Meanwhile, in Canada, not only can you expense R&D, but there is a cashable tax refund that will give you back about 60% of your developers’ salaries…
There is something similar in France, the Crédit Impôts Recherche (CIR), I remember it was around 50%. I've heard it's going to disappear though, there were abuses.
Meanwhile in one of the world's higest taxed welfare states, where you absolutely can deduct 100% of SW developer salaries I feel I've been taking crazy pills every time reading these threads. It's almost as if some folks in """Hacker""" News wanted this law to stay to further cement gigantic incumbents and make it impossible for bootstrapped companies to compete.

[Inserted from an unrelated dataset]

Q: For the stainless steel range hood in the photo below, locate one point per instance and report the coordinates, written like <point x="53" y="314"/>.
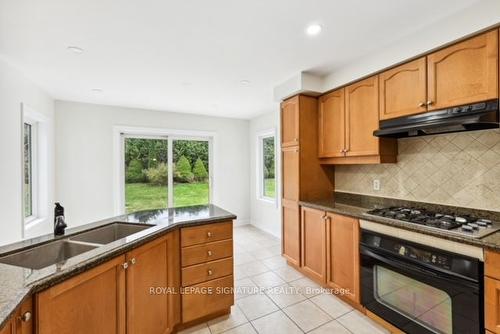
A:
<point x="478" y="116"/>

It's 35% of eligible spend on up to $3 million, and 15% above that (15% and 15% if the corporation is not Canadian). Further, most software development simply doesn't qualify-
https://www.canada.ca/en/revenue-agency/services/scientific-...

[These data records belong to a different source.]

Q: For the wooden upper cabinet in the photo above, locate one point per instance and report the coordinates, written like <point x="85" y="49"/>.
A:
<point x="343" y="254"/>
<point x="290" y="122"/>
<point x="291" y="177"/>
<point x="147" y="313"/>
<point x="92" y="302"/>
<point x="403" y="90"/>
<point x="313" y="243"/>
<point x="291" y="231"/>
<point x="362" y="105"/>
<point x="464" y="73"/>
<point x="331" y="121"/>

If you're making websites or doing Shopify integrations, etc, that doesn't actually qualify.
Something truly novel in AI or self driving or whatever -- sure.
So it means that indirectly, developers' salaries are not a taxable income in Canada if they are working on R&D? Meaning, they do pay taxes on their income, but their employer gets those taxes back, so if tax is 60%, the employer could pay 250% of what they'd pay otherwise, get 150% back, then the developer pays 150% of taxes, and gets 100%, so in effect the salary is tax-free. Is that what you meant to say?
If so, it sounds almost too good to be true. Why aren't all startups in Canada?
I hate to see this, but you’re comparing two completely different systems. Like it or not, but Canada is much more “socialist”, you can’t expect it in any case to be like US or viceversa.
You can only expense Canadian R&D expenses; meaning anything that is not completely used up almost immediately is treated as an asset. This makes almost no difference for software development, but is very important (and disadvantageous) in more capital-intensive industries.